Quand tu étudies à la fac, à un moment ou un autre, tu te retrouves confronté au sexisme.

C’est lorsque je me suis mis à écrire sur les inégalités genrées que j’ai pris conscience de l’ampleur du problème.

Une fois cette prise de conscience faite, la multiplication des démonstrations de sexisme t’aide à ne pas oublier. Et puis il y a les témoignages… Des doctorantes qui te font cours et qui te disent qu’elles reçoivent des mails libidineux des professeurs (parfois leur directeur de thèse), parfois ce sera « juste » des remarques sexistes entendues dans la bouche d’un professeur sans complexes en plein amphi. Un doctorant viré parce qu’il a surpris son directeur de thèse embrasser une autre doctorante. Une amie qui te dit que son directeur de mémoire ivre a essayé de la retenir chez lui et s’est montré « tactile » (le rendez-vous étant censé être un rendez-vous purement professionnel).

Alors toi, face à tout cela, quand tu es syndicaliste, tu essaies de jouer ton rôle, tu fais remonter l’information au Conseil d’Administration en demandant à ce que des mesures soient mises en place : une mission promouvant l’égalité et une autre luttant contre le harcèlement sexuel. Ces mesures sont obligatoires dans les universités, il n’y a juste pas de date butoir pour leur création.

La direction te dit que ce sera mis en place à la fin de l’année scolaire ou en septembre au plus tard.

Toi, tu découvres, tu es naïf, tu crois à leur bonne foi… Tu attends.

Indifférence, incompétence ou complicité…

À la rentrée suivante, tu as reçu encore plus de témoignages, mais il n’y a toujours pas de missions.

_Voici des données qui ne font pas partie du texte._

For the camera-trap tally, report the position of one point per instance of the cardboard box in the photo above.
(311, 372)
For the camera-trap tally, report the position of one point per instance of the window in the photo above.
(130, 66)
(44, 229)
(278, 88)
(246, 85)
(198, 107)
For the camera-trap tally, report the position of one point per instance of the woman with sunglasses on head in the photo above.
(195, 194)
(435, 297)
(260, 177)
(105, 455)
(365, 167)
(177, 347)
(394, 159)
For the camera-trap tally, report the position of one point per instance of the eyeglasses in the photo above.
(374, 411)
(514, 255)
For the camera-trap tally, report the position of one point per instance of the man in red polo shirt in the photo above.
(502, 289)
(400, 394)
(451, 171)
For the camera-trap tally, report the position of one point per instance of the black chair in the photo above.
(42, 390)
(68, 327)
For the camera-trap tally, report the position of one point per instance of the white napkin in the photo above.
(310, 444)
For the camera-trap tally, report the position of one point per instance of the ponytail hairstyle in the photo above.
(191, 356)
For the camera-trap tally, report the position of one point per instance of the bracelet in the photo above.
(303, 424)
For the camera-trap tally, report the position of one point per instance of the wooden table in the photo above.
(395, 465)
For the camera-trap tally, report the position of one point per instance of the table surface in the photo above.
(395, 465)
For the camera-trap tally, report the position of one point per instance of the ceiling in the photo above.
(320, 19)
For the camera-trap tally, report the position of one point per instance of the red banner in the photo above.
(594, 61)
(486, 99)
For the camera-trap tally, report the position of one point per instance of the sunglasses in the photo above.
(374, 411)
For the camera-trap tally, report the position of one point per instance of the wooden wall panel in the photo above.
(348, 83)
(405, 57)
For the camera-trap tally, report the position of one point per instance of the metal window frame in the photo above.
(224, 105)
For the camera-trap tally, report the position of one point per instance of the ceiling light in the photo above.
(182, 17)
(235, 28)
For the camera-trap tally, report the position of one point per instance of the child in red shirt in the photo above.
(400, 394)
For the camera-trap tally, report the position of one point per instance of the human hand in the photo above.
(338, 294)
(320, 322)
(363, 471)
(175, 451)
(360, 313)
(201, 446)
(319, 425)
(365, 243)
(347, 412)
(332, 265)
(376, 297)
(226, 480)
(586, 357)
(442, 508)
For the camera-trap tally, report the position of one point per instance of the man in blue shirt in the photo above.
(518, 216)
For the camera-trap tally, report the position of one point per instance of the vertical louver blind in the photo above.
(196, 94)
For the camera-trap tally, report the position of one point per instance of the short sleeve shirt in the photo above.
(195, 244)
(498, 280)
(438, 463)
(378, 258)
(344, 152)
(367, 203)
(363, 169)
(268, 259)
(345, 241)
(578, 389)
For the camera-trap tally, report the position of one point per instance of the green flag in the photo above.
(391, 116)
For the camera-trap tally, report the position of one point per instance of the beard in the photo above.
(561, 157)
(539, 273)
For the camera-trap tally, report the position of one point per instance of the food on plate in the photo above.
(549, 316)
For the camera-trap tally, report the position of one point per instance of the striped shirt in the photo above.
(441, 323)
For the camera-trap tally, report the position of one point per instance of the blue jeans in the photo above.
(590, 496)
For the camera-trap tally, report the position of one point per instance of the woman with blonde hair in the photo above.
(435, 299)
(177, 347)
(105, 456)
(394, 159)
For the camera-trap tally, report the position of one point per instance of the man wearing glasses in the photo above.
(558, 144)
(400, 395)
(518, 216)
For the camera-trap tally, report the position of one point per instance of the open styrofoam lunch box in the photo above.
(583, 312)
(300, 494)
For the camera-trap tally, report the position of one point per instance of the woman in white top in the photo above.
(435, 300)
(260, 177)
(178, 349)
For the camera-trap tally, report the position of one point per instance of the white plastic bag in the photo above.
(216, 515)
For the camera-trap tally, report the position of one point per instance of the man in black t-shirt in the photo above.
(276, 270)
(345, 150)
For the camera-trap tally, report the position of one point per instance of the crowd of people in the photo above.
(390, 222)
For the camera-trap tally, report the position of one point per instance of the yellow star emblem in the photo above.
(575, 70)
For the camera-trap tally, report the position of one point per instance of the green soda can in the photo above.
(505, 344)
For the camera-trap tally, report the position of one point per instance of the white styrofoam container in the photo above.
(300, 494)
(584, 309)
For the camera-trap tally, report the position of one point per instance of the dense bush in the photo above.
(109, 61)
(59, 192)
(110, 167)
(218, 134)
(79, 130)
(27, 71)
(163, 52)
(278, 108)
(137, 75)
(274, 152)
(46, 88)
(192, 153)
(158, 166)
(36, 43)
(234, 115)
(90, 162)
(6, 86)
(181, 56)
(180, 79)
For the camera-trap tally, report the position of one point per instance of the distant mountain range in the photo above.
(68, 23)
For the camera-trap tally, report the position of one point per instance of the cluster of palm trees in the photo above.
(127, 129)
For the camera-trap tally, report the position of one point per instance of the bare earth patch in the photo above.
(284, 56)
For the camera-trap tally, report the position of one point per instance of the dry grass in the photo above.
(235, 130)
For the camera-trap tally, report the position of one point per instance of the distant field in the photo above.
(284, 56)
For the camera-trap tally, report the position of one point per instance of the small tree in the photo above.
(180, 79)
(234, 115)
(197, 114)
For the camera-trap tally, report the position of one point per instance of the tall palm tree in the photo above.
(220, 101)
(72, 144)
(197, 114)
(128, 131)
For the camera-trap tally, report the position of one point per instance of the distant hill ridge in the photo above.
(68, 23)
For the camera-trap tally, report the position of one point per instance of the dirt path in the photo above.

Tu n’oses pas transmettre les témoignages au conseil puisque les collègues des harceleurs y siègent. Alors tu relances et tu mobilises ton syndicat : tracts, affiches, conférence/débat, campagne de pétition monstre pendant des mois…

Les étudiants, les administratifs et un grand nombre de professeurs soutiennent la démarche.

Quand tu déposes les 3000 signatures au conseil, tu es surpris. La direction a déjà tout lancé, ce n’est plus qu’une question d’un ou deux mois, tout au plus. Après avoir passé un temps absurde à parler avec tous les acteurs possibles de l’université, milité plus qu’étudié, entendu les témoignages les plus déprimants ou rageants, ainsi que les propos les plus sexistes possibles, tu vois enfin la fin du tunnel.

Tout ça valait le coup, on a réussi collectivement à faire bouger les choses !

Sauf que non, rien, rien de rien de rien. Aucune mission n’est mise en place. Moi, j’ai fini mes études et je ne suis pas surpris d’entendre les mêmes excuses que la présidence donne à celles et ceux de mon syndic qui ont pris le relais : « Ça prend du temps » ; « Il ne faut pas brusquer les choses et que ce soit mal perçu » ; « Il ne faut pas abîmer l’image de notre université » ; « Il faut réussir à mettre tout le monde d’accord »…

Vient le moment où tu ne sais plus si c’est de l’indifférence, de l’incompétence ou de la complicité. Cela fait trois ans maintenant que, pour la première fois, je demandais à ce que ces missions soient mises en place.

J’ai eu le temps d’obtenir deux diplômes sans que les plus grands esprits de la Nation ne mettent en place des missions visant simplement à ce que plus de la moitié de la population étudiante (les étudiantes donc !) puissent étudier sans risquer de subir des propos ou des violences sexuels.

Maintenant que se multiplient les tumblr tels paye ta fac ou paye ta recherche dénonçant le sexisme dans les facs, je veux quand même espérer que cette situation peut changer.